= Motella =

Ancient Roman city in Asia Minor

Motella, Metello(u)polis, or Pulcherianopolis was a city in the Roman province of Phrygia Pacatiana, in Asia Minor, probably on the site of the modern Yeşiloba (Medele).

Inscriptions make known a Phrygian town named Motella, which name is connected with the Phrygian feminine proper name Motalis and the Cilician masculine Motales, as also with Mutalli, or Mutallu, the name of an ancient Hittite king of Northern Commagene. One of these inscriptions was found in the village of Medele, which evidently preserves the ancient name.

Motella seems to be the town which Hierocles calls Pulcherianopolis.

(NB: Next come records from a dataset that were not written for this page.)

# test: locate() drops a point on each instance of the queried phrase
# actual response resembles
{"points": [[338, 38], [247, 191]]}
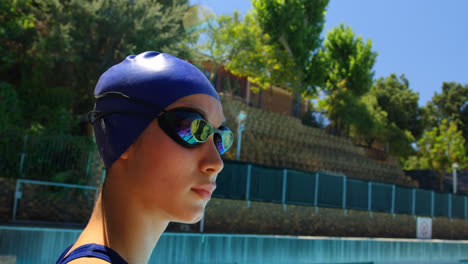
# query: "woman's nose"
{"points": [[211, 162]]}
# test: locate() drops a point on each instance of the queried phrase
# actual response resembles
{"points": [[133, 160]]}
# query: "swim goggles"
{"points": [[184, 125]]}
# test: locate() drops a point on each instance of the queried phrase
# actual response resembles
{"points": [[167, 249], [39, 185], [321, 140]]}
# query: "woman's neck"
{"points": [[119, 222]]}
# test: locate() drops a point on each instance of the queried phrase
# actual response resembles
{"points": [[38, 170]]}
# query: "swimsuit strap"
{"points": [[94, 251]]}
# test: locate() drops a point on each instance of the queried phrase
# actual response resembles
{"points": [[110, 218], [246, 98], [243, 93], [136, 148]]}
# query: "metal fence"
{"points": [[61, 158], [257, 183]]}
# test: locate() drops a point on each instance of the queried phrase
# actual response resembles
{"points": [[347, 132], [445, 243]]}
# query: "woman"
{"points": [[159, 127]]}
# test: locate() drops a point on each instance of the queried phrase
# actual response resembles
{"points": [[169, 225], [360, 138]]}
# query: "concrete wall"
{"points": [[36, 245]]}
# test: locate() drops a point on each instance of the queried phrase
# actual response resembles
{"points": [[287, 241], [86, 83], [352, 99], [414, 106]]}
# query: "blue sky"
{"points": [[425, 40]]}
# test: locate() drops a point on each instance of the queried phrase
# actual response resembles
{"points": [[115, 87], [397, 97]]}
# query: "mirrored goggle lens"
{"points": [[224, 140], [194, 130], [201, 130]]}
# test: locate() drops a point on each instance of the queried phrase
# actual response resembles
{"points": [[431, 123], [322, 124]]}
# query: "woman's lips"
{"points": [[204, 191]]}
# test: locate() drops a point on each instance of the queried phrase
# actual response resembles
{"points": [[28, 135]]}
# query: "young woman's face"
{"points": [[169, 179]]}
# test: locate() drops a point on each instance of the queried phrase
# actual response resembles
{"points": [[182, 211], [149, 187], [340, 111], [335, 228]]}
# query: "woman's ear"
{"points": [[124, 155]]}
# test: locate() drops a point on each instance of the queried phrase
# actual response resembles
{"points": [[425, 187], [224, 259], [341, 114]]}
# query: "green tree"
{"points": [[439, 149], [403, 118], [240, 45], [451, 104], [350, 62], [217, 40], [295, 26]]}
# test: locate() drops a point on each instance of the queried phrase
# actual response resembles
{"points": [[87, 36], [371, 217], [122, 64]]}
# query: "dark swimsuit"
{"points": [[93, 251]]}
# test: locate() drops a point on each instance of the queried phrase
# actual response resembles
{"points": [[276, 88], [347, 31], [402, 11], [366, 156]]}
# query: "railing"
{"points": [[59, 158], [51, 202], [322, 189]]}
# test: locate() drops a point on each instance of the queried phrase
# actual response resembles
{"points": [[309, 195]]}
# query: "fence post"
{"points": [[103, 176], [202, 223], [393, 199], [369, 198], [283, 197], [466, 204], [316, 192], [432, 204], [450, 206], [344, 195], [247, 185], [18, 195], [23, 154], [89, 163]]}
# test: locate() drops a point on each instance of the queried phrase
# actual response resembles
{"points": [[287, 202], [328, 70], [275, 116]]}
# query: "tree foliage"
{"points": [[397, 112], [349, 62], [439, 149], [451, 104], [295, 26]]}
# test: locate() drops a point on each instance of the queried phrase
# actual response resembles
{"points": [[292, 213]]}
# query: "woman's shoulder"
{"points": [[88, 261]]}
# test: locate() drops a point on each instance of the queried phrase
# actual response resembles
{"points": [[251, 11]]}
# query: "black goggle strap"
{"points": [[136, 100], [95, 115]]}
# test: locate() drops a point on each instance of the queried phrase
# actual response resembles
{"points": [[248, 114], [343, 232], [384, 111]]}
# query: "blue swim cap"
{"points": [[157, 78]]}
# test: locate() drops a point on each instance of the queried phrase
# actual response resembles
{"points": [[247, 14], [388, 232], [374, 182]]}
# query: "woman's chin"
{"points": [[190, 219]]}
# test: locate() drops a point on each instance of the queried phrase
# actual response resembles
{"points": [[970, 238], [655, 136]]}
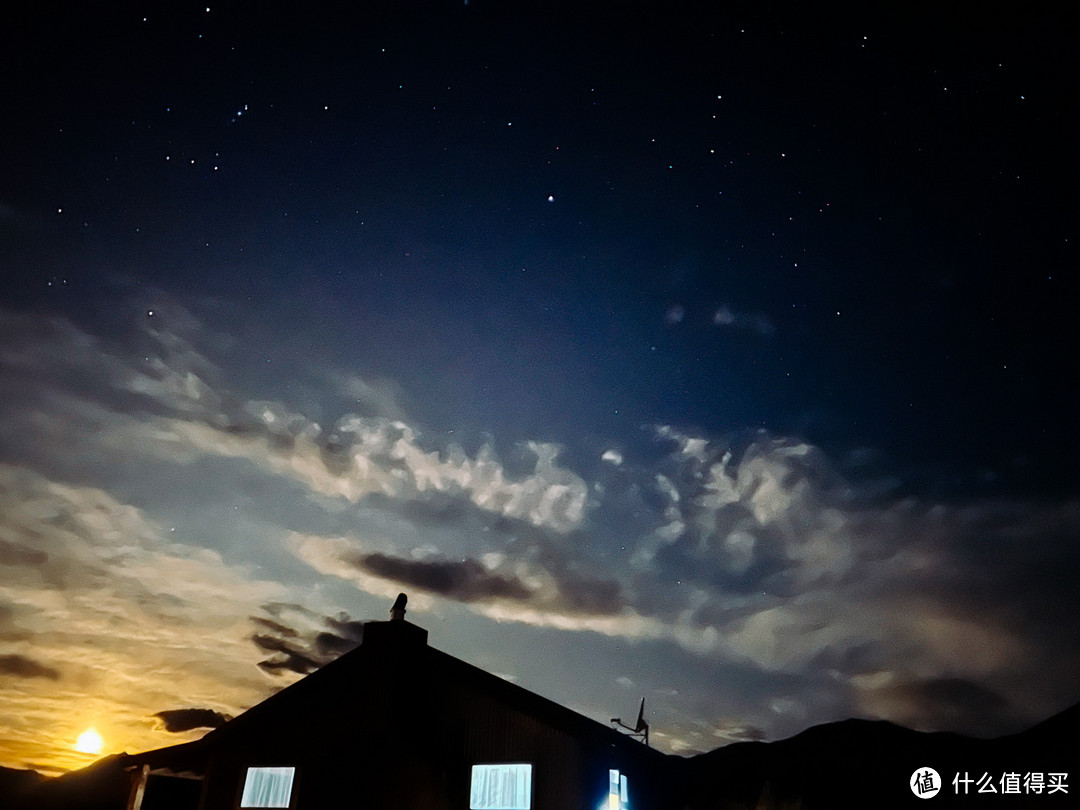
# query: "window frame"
{"points": [[292, 787], [488, 765]]}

==Ecclesiastical history==

Motella may be supposed to have been raised to the rank of a bishopric by the Empress Pulcheria (414–53). Shortly before 553, perhaps in 535, the Emperor Justinian raised Hierapolis to metropolitan rank, and attached to it a certain number of suffragan sees previously dependent on Laodicea. Among these the Notitiae Episcopatuum mention, from the ninth to the twelfth or thirteenth century, this same Motella, which they call Metellopolis, and even once Metallopolis.

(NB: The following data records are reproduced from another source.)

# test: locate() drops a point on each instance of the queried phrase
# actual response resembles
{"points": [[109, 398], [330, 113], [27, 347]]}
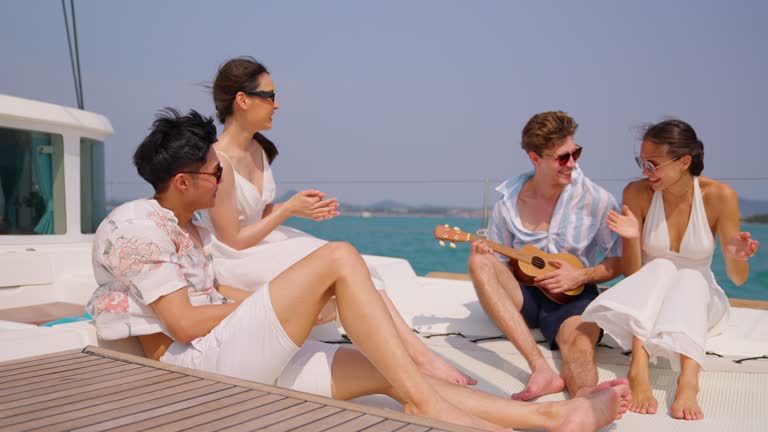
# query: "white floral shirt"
{"points": [[139, 255]]}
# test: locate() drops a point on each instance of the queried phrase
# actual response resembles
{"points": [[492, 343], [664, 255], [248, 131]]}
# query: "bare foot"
{"points": [[434, 366], [440, 409], [594, 411], [643, 401], [685, 405], [541, 382], [625, 399]]}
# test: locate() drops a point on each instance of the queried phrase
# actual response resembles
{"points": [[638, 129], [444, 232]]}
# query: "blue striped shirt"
{"points": [[577, 226]]}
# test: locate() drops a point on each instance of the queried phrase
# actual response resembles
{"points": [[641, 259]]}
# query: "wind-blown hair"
{"points": [[236, 75], [681, 139], [175, 143]]}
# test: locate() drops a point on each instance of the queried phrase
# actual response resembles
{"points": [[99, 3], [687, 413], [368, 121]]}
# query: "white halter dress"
{"points": [[673, 303], [253, 267]]}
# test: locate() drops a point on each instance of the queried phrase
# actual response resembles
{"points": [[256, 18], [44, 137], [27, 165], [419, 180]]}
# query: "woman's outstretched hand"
{"points": [[625, 225], [312, 204], [741, 246]]}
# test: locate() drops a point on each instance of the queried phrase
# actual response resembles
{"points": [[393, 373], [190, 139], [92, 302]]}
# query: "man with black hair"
{"points": [[153, 264]]}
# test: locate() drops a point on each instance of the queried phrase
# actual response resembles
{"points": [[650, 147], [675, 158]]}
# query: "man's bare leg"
{"points": [[686, 406], [643, 401], [429, 362], [353, 376], [576, 340], [501, 298], [299, 294]]}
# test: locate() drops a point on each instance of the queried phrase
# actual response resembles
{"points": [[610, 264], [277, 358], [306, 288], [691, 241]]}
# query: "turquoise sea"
{"points": [[411, 238]]}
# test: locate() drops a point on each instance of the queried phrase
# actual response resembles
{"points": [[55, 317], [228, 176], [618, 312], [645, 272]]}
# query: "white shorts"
{"points": [[251, 344]]}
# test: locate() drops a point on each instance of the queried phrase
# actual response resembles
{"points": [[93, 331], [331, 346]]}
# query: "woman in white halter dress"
{"points": [[251, 246], [284, 246], [670, 301]]}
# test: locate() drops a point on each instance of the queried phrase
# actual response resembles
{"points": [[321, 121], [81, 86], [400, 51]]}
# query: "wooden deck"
{"points": [[97, 390]]}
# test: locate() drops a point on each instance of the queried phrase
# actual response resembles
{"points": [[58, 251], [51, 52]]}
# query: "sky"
{"points": [[414, 101]]}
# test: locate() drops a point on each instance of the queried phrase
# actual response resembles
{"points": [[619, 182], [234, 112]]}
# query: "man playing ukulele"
{"points": [[558, 210]]}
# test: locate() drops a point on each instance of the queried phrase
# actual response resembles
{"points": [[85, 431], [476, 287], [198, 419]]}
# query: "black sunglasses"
{"points": [[217, 174], [565, 157], [264, 94]]}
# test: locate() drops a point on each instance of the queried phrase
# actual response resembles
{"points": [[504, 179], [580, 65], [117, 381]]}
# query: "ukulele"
{"points": [[526, 263]]}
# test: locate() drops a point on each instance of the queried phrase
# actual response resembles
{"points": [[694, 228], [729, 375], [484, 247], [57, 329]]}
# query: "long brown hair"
{"points": [[236, 75], [681, 139]]}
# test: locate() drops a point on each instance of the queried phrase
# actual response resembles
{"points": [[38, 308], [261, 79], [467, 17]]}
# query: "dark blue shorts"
{"points": [[541, 312]]}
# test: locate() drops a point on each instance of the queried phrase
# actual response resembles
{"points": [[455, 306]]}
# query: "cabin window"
{"points": [[93, 206], [31, 182]]}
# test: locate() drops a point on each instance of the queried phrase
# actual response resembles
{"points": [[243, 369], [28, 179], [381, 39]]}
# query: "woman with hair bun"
{"points": [[252, 246], [670, 302]]}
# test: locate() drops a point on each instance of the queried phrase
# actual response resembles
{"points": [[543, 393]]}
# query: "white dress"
{"points": [[255, 266], [673, 303]]}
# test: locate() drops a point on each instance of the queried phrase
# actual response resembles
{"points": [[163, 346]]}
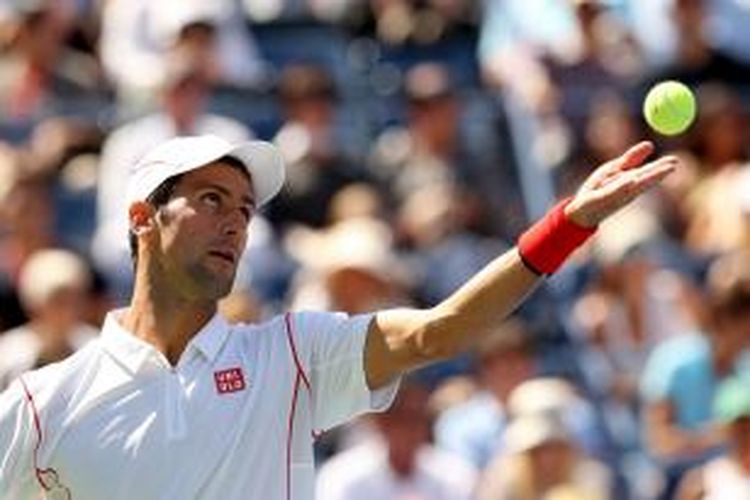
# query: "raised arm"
{"points": [[403, 339]]}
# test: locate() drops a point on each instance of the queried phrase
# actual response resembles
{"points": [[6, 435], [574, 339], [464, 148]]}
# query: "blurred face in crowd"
{"points": [[435, 120], [202, 230], [551, 462], [64, 308], [503, 370], [27, 213], [357, 291], [731, 335], [41, 35], [406, 427]]}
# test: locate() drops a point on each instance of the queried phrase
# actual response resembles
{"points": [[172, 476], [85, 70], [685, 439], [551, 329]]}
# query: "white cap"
{"points": [[183, 154], [48, 271], [531, 431]]}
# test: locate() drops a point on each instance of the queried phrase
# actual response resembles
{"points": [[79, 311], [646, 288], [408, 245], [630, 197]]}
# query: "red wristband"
{"points": [[545, 245]]}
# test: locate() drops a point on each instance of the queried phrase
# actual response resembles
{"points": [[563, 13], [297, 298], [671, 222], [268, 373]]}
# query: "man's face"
{"points": [[203, 231]]}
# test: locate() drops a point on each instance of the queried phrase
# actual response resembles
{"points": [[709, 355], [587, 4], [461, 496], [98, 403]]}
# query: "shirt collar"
{"points": [[134, 352]]}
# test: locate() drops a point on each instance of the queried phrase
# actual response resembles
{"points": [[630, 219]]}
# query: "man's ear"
{"points": [[141, 216]]}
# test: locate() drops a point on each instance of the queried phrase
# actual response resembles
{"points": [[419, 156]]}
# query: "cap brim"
{"points": [[265, 165]]}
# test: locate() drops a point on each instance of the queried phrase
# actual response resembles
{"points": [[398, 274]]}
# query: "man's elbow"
{"points": [[440, 337]]}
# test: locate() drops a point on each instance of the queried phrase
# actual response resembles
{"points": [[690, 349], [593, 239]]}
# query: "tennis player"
{"points": [[172, 402]]}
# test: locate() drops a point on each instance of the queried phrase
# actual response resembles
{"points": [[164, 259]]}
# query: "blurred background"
{"points": [[421, 137]]}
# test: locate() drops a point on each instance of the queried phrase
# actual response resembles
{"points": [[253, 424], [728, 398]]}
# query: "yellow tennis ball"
{"points": [[669, 107]]}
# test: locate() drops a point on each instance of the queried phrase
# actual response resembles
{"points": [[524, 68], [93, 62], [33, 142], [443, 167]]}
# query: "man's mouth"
{"points": [[225, 255]]}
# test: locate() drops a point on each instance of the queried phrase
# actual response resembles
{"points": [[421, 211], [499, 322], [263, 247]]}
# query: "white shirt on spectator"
{"points": [[234, 419], [122, 149], [21, 347], [363, 473]]}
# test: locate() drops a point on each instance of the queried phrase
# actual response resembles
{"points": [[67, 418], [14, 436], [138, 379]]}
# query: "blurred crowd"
{"points": [[421, 137]]}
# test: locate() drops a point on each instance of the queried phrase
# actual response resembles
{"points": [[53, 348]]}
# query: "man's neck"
{"points": [[168, 325]]}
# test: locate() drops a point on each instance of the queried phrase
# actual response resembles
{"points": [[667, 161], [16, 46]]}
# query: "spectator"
{"points": [[431, 149], [696, 60], [728, 476], [138, 35], [443, 250], [183, 100], [713, 207], [365, 277], [399, 462], [315, 147], [543, 462], [53, 286], [658, 25], [679, 381], [474, 429], [37, 74]]}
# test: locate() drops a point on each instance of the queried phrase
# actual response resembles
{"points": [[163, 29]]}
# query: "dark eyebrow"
{"points": [[247, 199]]}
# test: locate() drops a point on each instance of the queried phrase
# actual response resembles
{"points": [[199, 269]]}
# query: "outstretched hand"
{"points": [[616, 183]]}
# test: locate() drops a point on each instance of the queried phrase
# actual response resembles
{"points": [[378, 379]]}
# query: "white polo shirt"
{"points": [[235, 419]]}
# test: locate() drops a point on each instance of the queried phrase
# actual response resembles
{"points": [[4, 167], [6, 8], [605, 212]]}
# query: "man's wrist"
{"points": [[546, 245]]}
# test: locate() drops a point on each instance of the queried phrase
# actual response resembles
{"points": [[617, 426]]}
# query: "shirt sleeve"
{"points": [[658, 374], [333, 346], [16, 446]]}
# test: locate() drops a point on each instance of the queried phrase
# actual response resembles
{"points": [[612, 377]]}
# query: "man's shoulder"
{"points": [[57, 381], [681, 349]]}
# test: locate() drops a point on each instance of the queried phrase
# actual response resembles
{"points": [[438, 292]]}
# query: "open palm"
{"points": [[616, 183]]}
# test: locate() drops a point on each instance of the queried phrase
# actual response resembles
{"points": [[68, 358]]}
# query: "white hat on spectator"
{"points": [[531, 431], [49, 271], [743, 189], [182, 154], [542, 396], [361, 243]]}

An inscription informs us of Bishop Michael, in 556; and another, of Bishop Cyriacus, perhaps in 667. At the Council of Nicaea in 787, the see was represented by Eudoxius, a priest and monk. Bishop Michael attended the two councils of Constantinople in 869 and 879.

The bishopric of Metellopolis is included in the Catholic Church's list of titular sees. In 1660 Ignace Cotolendi (1630–62) was appointed titular bishop of Metellopolis (Medele) with jurisdiction over three provinces of northeastern China, Tartary, and Korea. The martyred missionary Stephen Theodore Cuenot, who died during the Nguyễn Campaign against Catholicism in the 19th century, was also titular bishop of Metellopolis.